Despite the spring equinox, the season never really arrives in the U.S. until the familiar cry of “play ball!” rings out. In Washington the grand and ancient tradition is carried out as President Johnson arrives to throw out the first ball as a thousand shutters click…”

To celebrate the home opener, I’ve put together a youtube playlist of Opening Days in Washington over the years, starting with a silent movie featuring Herbert Hoover. There’s some more highlights of recent vintage as well:

For generations, the traditional start of the American League season begin in the District of Columbia, frequently with the President throwing out the first ball to the assembled Washington Senators. Presidents Hoover, Franklin D. Roosevelt, Harry S Truman, Dwight Eisenhower, John F. Kennedy and Lyndon B. Johnson included in black and white newsreels included on the playlist. Footage of Richard Nixon, a big Senators fan, couldn’t be found — newsreels were over by then and the Senators were by the end of Nixon’s first term. Presidents Ford, Reagan, Bush (the elder) and Clinton would throw out the first ball elsewhere, while oddly enough softball player Jimmy Carter never did, at least for Opening Day.

The tradition resumed, albeit sporadically and not always on true Opening Day, in 2005 when the Washington Nationals were reborn as a National League team. Now, it’s a first pitch, from the mound to a specific player rather than the first ball from the stands to a group. George W. Bush made two home opener appearances – 2005 at RFK Stadium and 2008 on Nationals Park Opening Night. Barack Obama, wearing a Chicago White Sox cap and Nats jacket threw an eephus pitch in 2009.

Hoping for a return to an annual Washington Presidential Opening Day is unfortunately a fool’s errand.

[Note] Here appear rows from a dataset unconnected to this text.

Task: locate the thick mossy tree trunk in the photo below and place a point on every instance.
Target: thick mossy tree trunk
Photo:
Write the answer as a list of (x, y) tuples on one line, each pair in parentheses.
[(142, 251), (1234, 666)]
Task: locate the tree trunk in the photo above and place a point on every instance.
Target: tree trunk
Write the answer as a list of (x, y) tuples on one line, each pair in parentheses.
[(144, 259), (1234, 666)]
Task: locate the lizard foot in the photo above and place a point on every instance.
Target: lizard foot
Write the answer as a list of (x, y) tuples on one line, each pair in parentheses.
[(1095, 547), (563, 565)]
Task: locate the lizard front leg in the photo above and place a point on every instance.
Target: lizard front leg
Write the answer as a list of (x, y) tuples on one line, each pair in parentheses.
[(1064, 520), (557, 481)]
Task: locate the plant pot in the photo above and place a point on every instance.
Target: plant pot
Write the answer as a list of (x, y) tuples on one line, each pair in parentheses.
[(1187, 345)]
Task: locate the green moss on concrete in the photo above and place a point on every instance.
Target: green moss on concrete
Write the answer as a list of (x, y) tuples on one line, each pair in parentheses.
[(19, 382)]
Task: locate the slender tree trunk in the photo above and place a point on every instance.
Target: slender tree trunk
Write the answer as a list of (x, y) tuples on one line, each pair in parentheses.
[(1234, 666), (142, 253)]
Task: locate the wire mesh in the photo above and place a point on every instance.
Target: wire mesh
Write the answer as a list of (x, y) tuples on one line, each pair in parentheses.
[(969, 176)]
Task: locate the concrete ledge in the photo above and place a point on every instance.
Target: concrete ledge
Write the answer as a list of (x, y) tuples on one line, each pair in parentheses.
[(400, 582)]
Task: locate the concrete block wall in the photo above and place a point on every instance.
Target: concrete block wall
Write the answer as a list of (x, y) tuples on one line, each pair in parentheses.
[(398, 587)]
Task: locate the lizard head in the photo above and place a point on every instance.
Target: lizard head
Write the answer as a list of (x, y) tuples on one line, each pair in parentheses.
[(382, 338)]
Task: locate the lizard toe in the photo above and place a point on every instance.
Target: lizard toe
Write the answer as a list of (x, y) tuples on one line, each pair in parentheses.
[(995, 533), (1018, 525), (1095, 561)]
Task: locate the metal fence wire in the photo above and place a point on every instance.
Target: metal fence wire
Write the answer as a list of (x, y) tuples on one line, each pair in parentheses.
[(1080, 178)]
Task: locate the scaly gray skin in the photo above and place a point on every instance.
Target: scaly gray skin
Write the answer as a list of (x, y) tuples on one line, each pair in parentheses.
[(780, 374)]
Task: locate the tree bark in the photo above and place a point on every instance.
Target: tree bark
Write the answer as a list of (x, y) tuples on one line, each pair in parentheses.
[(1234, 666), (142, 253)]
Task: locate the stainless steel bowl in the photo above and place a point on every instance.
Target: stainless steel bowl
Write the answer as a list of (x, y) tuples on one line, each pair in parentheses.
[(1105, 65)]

Between other presidential duties and MLB stretching out Opening Day into Opening Week, the tradition is unlikely to return. At the very least, MLB could award Washington a regular Opening Day slot, but they tend to be more sympathetic to Baltimore on such matters.

There are a few other on-field highlights as well as a pregame hype video. Hopefully, more Opener video will find it’s way onto youtube.